“We Acted as They Would Have Done to Us”: An Interview with Arie Lova Eliav. By Arieh O’Sullivan.
“We acted as they would have done to us.” An interview with Arie Lova Eliav (1921-2010). By Arieh O’Sullivan. Jerusalem Post, June 1, 2010. Originally published June 18, 2004.
Eliav:
First
of all, 1,000 [Jewish] refugees were arriving daily. Every day another
thousand. One day, one thousand. And we had to settle them. Remember this
wasn’t the same state that absorbed 1 million Russian immigrants and had cities
like Ashdod and Ashkelon and Upper Nazareth. We were a small and poor country.
We had to absorb hundreds of thousands of refugees from Morocco and Iraq and
Poland and Hungary.
Look,
we had just gone through a terrible war [the War of Independence]. Where they
won, like in Gush Etzion and the Old City and Atarot, they won. They killed
soldiers, destroyed the houses and took the women and children and residents
and made them into refugees. The Arabs were victorious in about 20 places. In
that war it was either them or us. It was a zero sum war. That is the context.

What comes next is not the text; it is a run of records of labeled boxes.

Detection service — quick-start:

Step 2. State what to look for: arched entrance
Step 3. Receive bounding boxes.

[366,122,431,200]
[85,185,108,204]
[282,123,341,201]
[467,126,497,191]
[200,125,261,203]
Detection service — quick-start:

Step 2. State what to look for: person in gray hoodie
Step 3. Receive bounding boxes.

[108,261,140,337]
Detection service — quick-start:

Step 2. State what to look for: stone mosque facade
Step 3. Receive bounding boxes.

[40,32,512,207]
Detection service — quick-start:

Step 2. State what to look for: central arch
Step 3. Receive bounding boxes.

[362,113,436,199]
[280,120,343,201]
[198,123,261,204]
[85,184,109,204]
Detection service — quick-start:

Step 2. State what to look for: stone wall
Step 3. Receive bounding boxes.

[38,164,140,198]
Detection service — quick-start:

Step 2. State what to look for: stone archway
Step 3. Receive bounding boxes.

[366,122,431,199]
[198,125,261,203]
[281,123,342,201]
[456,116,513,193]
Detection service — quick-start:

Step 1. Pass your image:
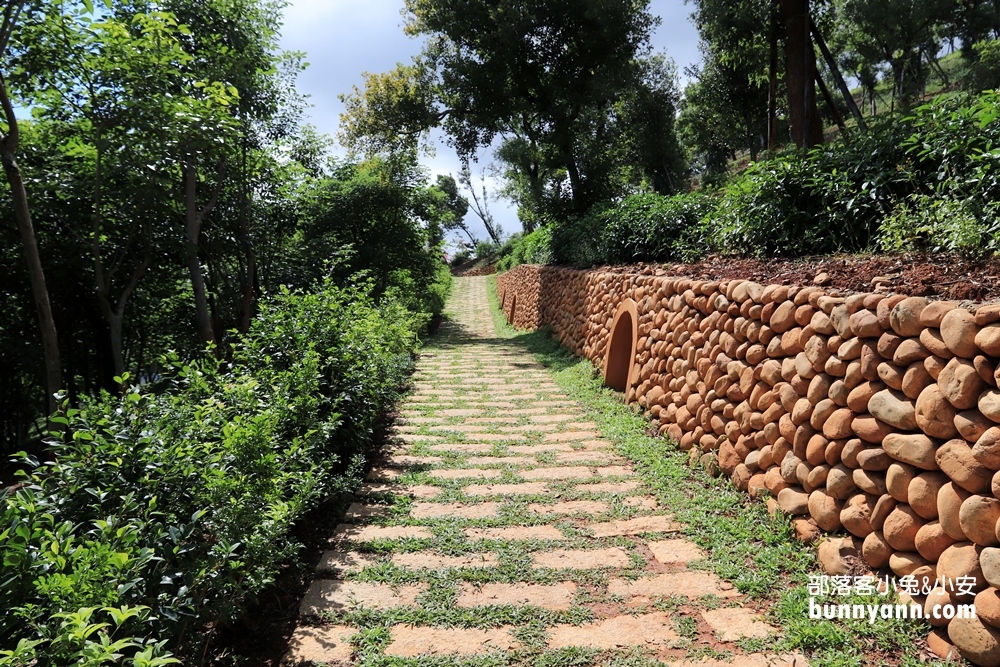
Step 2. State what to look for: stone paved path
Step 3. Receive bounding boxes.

[286,278,805,667]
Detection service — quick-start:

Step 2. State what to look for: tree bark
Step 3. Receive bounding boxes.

[184,157,222,345]
[0,77,63,414]
[779,0,823,148]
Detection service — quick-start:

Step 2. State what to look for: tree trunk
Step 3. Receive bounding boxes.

[779,0,823,148]
[0,77,63,414]
[184,158,217,345]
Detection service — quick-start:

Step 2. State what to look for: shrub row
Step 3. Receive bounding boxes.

[0,284,422,665]
[505,91,1000,268]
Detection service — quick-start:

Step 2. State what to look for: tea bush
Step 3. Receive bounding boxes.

[0,283,422,665]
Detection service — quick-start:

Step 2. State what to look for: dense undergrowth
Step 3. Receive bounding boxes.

[499,91,1000,269]
[0,282,426,667]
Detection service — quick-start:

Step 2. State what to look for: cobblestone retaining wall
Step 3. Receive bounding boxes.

[496,265,1000,665]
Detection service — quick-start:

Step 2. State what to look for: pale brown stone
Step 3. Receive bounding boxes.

[465,456,535,466]
[556,450,617,465]
[889,296,927,337]
[576,482,642,493]
[428,443,493,454]
[344,503,392,521]
[860,530,892,574]
[518,466,594,480]
[937,357,986,410]
[532,547,631,570]
[647,539,705,565]
[608,570,739,599]
[701,607,776,642]
[465,526,566,541]
[544,431,600,442]
[778,487,809,516]
[392,551,499,570]
[976,324,1000,357]
[410,502,500,519]
[355,482,444,499]
[882,505,924,551]
[386,454,441,468]
[958,495,1000,547]
[948,616,1000,665]
[597,466,632,477]
[316,551,379,574]
[972,426,1000,470]
[455,581,576,611]
[885,463,917,503]
[385,625,520,658]
[330,523,434,542]
[816,533,860,575]
[548,612,680,650]
[882,433,940,470]
[462,482,549,496]
[589,516,681,537]
[927,628,962,660]
[528,500,611,514]
[872,388,916,430]
[299,579,427,616]
[427,468,503,479]
[934,438,993,493]
[915,384,958,439]
[906,472,948,519]
[941,308,979,359]
[282,625,357,665]
[937,482,972,540]
[937,542,986,593]
[979,547,1000,588]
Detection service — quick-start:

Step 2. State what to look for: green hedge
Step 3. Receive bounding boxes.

[502,91,1000,268]
[0,284,421,665]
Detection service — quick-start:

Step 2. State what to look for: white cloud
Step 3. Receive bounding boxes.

[281,0,700,245]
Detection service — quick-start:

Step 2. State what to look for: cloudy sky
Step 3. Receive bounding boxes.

[282,0,699,245]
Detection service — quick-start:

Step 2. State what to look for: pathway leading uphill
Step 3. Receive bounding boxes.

[287,278,805,667]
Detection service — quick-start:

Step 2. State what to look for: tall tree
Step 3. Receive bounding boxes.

[840,0,956,108]
[11,3,205,375]
[342,0,680,224]
[778,0,823,148]
[0,0,63,413]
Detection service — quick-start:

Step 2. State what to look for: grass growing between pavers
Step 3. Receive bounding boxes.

[487,278,945,667]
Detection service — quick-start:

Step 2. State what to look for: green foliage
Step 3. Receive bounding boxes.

[280,156,457,316]
[968,39,1000,90]
[341,0,685,226]
[0,282,420,664]
[602,193,713,264]
[878,195,1000,259]
[497,227,553,271]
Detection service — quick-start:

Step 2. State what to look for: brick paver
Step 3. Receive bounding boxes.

[286,278,806,666]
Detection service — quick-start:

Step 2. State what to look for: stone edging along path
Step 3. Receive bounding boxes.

[497,265,1000,665]
[285,277,807,667]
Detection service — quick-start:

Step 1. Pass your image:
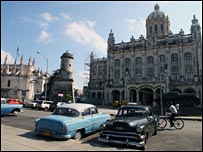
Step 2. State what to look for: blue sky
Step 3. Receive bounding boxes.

[1,1,202,89]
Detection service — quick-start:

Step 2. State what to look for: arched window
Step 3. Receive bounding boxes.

[184,52,192,80]
[154,24,158,33]
[158,55,166,80]
[171,54,179,81]
[147,56,154,80]
[114,59,120,78]
[7,80,11,87]
[125,58,131,76]
[161,24,164,32]
[135,57,142,81]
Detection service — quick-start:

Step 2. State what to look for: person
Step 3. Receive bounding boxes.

[169,102,177,127]
[175,103,180,115]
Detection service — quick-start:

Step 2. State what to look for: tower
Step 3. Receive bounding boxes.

[61,50,73,79]
[146,4,170,39]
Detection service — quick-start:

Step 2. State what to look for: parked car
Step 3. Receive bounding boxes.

[34,103,110,139]
[49,102,67,112]
[7,98,23,104]
[98,104,159,149]
[36,100,54,111]
[1,98,23,116]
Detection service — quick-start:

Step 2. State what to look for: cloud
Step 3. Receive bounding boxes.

[40,12,58,23]
[125,18,146,37]
[60,13,71,20]
[38,30,53,44]
[21,16,33,23]
[38,21,49,30]
[1,50,15,64]
[65,20,107,53]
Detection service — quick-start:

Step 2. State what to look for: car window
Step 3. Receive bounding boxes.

[116,108,146,117]
[53,108,80,117]
[90,107,98,114]
[82,108,90,116]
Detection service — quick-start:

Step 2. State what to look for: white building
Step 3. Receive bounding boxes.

[1,55,45,100]
[88,4,202,104]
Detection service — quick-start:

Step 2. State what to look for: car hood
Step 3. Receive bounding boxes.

[110,117,147,127]
[37,115,77,124]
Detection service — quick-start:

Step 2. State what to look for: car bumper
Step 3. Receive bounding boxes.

[98,132,145,147]
[34,130,71,139]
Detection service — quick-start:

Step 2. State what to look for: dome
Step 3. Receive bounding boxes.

[148,4,166,19]
[61,50,73,59]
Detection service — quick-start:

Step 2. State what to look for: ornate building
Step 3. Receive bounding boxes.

[1,55,45,100]
[48,50,73,101]
[88,4,202,104]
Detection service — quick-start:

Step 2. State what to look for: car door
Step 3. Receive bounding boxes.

[82,108,93,133]
[90,107,102,131]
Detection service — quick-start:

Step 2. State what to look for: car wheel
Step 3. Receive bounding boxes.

[13,111,18,116]
[140,135,147,150]
[45,107,48,111]
[74,130,82,140]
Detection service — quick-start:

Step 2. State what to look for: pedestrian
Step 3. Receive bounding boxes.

[169,102,177,127]
[175,102,180,115]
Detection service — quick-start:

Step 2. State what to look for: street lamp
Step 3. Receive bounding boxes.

[37,51,48,101]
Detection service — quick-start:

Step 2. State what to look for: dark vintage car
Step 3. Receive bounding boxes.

[98,105,159,149]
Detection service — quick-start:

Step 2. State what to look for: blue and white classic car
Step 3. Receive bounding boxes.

[1,98,23,116]
[34,103,110,140]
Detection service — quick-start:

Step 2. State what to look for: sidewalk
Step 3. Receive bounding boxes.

[97,105,202,121]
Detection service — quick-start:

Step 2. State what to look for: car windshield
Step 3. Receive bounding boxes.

[52,108,80,117]
[116,108,146,117]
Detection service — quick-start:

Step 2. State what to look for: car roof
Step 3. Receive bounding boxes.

[58,103,96,112]
[121,104,151,110]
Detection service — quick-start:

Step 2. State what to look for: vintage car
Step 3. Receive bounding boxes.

[34,103,110,140]
[1,98,23,116]
[98,104,159,149]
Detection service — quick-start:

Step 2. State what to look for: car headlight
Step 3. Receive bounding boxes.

[136,126,144,133]
[100,123,106,130]
[63,124,67,131]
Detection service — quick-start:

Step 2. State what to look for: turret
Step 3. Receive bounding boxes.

[190,15,201,40]
[108,30,115,51]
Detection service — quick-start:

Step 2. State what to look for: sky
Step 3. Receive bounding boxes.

[1,1,202,89]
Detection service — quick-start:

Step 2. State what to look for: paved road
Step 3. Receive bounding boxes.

[1,109,202,151]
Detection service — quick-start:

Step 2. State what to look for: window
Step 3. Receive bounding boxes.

[114,59,120,78]
[90,107,98,115]
[147,56,154,80]
[184,52,192,80]
[82,109,90,116]
[7,80,11,87]
[171,54,179,81]
[125,58,131,76]
[161,24,164,32]
[154,24,158,33]
[135,57,142,81]
[158,55,166,80]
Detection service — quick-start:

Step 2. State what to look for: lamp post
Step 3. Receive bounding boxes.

[37,51,48,101]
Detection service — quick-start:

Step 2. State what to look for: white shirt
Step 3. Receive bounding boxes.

[169,105,177,114]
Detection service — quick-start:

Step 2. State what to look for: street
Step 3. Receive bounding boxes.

[1,109,202,151]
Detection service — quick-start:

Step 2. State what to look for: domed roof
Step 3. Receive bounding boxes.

[61,50,73,59]
[148,4,166,19]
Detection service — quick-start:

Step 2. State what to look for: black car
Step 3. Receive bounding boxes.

[98,105,159,149]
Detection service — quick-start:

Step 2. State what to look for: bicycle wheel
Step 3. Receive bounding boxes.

[174,119,184,130]
[158,118,167,128]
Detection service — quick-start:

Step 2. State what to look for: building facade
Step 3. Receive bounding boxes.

[48,50,73,101]
[88,4,202,105]
[1,55,45,100]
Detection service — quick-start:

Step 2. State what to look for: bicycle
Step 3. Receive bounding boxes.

[158,113,184,130]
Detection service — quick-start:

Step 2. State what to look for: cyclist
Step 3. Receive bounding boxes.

[169,102,178,127]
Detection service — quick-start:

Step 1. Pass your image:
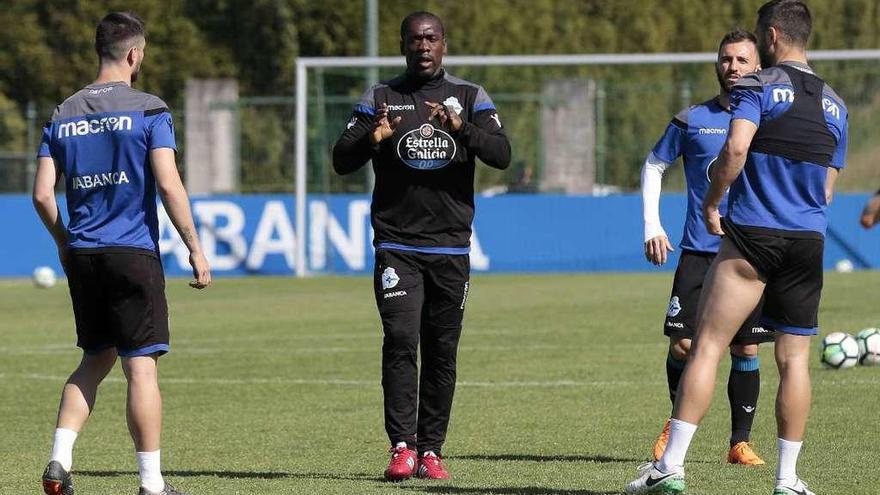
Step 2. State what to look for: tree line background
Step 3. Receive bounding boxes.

[0,0,880,190]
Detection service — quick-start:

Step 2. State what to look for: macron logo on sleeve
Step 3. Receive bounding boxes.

[773,88,794,103]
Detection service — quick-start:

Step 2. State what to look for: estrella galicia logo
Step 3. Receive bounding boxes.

[666,296,681,318]
[382,266,400,290]
[397,124,456,170]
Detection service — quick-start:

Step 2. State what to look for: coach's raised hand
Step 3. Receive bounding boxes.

[370,103,403,144]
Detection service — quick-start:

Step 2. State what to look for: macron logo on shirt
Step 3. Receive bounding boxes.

[58,115,132,139]
[700,127,727,136]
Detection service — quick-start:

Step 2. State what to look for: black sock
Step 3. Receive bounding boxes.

[666,353,687,406]
[727,355,761,447]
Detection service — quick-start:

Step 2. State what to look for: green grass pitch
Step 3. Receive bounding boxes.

[0,273,880,495]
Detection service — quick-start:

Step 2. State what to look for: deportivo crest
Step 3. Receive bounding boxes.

[397,124,456,170]
[443,96,464,115]
[382,266,400,290]
[666,296,681,318]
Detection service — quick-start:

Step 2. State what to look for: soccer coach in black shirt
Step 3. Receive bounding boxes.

[333,12,510,481]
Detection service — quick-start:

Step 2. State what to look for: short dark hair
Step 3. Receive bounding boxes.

[718,28,758,53]
[758,0,813,47]
[95,12,144,60]
[400,10,446,40]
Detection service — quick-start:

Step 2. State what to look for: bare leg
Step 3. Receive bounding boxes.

[672,239,764,424]
[776,333,811,442]
[55,348,116,432]
[122,355,162,452]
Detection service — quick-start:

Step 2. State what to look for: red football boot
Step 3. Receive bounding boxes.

[418,452,449,480]
[385,446,417,481]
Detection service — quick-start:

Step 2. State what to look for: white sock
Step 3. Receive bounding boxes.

[656,419,697,473]
[776,438,804,484]
[49,428,79,471]
[136,450,165,493]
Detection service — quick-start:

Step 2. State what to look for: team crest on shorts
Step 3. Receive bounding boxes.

[382,266,400,290]
[666,296,681,318]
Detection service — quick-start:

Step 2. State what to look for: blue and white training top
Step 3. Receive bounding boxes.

[728,62,847,238]
[38,82,177,252]
[652,97,731,253]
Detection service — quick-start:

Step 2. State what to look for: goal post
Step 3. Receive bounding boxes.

[294,50,880,277]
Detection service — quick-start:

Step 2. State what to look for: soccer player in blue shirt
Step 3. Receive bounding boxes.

[33,13,211,495]
[626,0,847,495]
[642,29,773,465]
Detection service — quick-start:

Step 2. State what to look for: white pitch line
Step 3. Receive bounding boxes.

[0,373,880,388]
[0,336,666,356]
[12,373,660,388]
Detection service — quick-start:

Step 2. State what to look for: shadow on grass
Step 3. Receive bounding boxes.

[445,454,714,464]
[400,486,617,495]
[80,470,383,481]
[448,454,643,464]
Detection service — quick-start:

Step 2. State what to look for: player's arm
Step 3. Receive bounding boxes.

[32,156,67,250]
[825,167,840,205]
[641,151,675,265]
[703,119,758,235]
[641,114,690,265]
[859,190,880,229]
[457,108,510,170]
[333,110,387,175]
[150,148,211,289]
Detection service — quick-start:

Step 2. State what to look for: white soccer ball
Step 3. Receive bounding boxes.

[856,328,880,366]
[834,258,855,273]
[821,332,859,369]
[33,266,58,289]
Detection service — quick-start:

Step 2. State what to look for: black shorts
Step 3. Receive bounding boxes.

[663,250,773,345]
[721,218,825,335]
[66,248,170,357]
[373,249,470,328]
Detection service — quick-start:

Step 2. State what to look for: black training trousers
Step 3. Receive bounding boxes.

[373,249,470,455]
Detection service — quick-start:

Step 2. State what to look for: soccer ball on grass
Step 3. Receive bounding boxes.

[33,266,58,289]
[856,328,880,366]
[821,332,859,369]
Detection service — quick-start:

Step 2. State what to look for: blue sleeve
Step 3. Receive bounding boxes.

[651,119,687,163]
[831,117,849,169]
[144,110,177,151]
[37,124,52,158]
[730,87,763,126]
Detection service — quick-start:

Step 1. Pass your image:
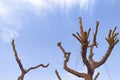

There was a war, and wherever they won, they turned us into refugees.
To our
good fortune, we were victorious in over 400 places. And I don’t need
[historian] Benny Morris to tell me what we did. We acted as they would have
done to us. We did to them what all victors throughout history and for all
generations and through all the miserable history of mankind did. The victor
conquers, kills in battle and those who remain are banished.
They
won in 20 places, and if they had won in 400 or 300 or 100 places, then I
wouldn’t be sitting with you today. They would have either killed me or made me
into a refugee. This was the horrible war of 1948. The result of this awful war
was the creation of two groups of refugees. We are 5 million Jewish refugees
and they are 5 million Palestinian refugees. They need to solve this
humanitarian problem of their refugees in the West Bank and Gaza Strip. It is
my position that not one refugee will return. Not one.